7. Use according to claims 1 to 6, characterized in that the ethylenically unsaturated monomers used are those from the group comprising vinyl esters of unbranched or branched alkyl carboxylic acids with 1 to 15 C atoms, methacrylic acid esters and acrylic acid esters of alcohols with 1 to 15 C atoms, vinyl aromatics, olefins, dienes and vinyl halides.

8. Use according to claim 1 to 7, characterized in that 0.05 to 30 wt .-%, based on the total weight of the ethylenically unsaturated monomers, auxiliary monomers are copolymerized.
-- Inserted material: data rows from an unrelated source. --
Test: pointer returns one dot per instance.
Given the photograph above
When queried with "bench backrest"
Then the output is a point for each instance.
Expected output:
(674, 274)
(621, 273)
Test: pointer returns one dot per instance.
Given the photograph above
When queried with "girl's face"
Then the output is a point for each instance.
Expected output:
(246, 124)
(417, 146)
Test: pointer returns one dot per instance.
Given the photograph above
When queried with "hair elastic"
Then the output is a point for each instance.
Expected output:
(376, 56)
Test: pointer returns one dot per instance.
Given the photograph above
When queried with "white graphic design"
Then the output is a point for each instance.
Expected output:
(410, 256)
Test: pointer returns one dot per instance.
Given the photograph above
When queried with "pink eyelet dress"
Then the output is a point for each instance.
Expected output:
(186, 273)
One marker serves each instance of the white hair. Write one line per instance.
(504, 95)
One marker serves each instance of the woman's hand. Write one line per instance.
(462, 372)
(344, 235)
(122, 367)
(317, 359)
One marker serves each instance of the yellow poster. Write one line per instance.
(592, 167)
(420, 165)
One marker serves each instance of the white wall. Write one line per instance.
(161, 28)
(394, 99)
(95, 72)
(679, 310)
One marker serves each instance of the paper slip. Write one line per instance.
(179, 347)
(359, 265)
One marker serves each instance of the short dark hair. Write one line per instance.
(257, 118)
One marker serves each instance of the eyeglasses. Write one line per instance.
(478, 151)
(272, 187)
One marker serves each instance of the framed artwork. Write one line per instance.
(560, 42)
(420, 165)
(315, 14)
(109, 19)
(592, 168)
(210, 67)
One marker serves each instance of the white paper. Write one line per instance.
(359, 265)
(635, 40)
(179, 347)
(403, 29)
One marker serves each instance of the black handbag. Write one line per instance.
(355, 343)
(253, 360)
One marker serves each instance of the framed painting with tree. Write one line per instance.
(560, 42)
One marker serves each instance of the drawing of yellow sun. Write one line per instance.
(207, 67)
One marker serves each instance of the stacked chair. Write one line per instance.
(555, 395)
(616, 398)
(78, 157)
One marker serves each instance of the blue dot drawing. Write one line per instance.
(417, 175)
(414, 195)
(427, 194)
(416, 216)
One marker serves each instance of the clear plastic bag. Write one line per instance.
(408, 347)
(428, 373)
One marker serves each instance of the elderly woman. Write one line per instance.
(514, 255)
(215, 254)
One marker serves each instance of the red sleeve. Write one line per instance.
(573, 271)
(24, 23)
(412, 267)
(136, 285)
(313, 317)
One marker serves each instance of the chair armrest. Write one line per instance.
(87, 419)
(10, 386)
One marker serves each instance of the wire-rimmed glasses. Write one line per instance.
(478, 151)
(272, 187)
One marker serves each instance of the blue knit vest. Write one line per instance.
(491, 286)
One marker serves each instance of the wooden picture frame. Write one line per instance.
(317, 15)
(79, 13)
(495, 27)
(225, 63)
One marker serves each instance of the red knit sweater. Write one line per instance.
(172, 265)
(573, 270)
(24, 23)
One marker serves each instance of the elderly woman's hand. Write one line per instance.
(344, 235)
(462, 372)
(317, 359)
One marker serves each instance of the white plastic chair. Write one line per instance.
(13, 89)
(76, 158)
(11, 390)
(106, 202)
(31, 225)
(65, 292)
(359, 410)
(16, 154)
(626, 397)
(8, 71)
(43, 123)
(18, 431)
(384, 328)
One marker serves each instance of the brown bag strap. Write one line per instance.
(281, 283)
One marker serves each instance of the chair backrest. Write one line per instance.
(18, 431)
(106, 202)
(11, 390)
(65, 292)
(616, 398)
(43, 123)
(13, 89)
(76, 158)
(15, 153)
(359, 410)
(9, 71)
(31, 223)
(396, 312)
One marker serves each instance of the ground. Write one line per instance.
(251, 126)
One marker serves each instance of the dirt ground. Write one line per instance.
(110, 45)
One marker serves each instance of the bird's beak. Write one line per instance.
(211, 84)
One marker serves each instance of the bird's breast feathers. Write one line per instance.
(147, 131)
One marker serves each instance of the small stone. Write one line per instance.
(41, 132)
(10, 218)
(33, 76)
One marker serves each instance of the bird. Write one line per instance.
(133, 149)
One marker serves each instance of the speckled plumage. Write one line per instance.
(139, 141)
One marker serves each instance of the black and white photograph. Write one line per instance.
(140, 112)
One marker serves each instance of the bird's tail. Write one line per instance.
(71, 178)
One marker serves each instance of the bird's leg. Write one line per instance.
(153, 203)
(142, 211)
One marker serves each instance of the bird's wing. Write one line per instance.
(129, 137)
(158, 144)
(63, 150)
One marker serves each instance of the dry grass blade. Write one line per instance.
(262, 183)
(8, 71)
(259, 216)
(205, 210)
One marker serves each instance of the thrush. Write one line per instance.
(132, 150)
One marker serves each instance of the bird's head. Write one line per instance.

9. Use according to claim 8, characterized in that the auxiliary monomers are copolymerized from the group comprising ethylenically unsaturated mono- and dicarboxylic acids, polymerizable silanes and mercapto-silanes, epoxy-functional (meth) acrylates, polymerizable silicone macromers with at least an unsaturated group.

10. Use according to claim 1 to 9, characterized in that partially saponified or fully saponified polyvinyl alcohols are used as protective colloids.

11. Use according to claim 10, characterized in that one or more are used as protective colloids, from the group comprising partially saponified polyvinyl alcohols with a degree of hydrolysis of 80 to 95 mol% and a Höppler viscosity, in 4% aqueous solution of 1 to 30 mPas (Höppler method at 20 ° C, DIN 53015) and partially saponified, hydrophobically modified polyvinyl alcohols with a degree of hydrolysis of 80 to 95 mol% and a Höppler viscosity, in 4% aqueous solution of 1 to 30 mPas.

12. Use of the copolymers obtainable according to claims 1 to 11, in the form of their aqueous dispersions and water-redispersible powders, in adhesives and coating agents, for solidifying fibers or other particulate materials.

13. Use of the copolymers obtainable according to claims 1 to 11, in the form of their aqueous dispersions and water-redispersible powders, as modifiers, water repellents, as protective coatings or release coatings.

14. Use of the copolymers obtainable according to claims 1 to 11, in the form of their aqueous dispersions and water-redispersible powders, as binders for paints, adhesives and coatings in the construction sector.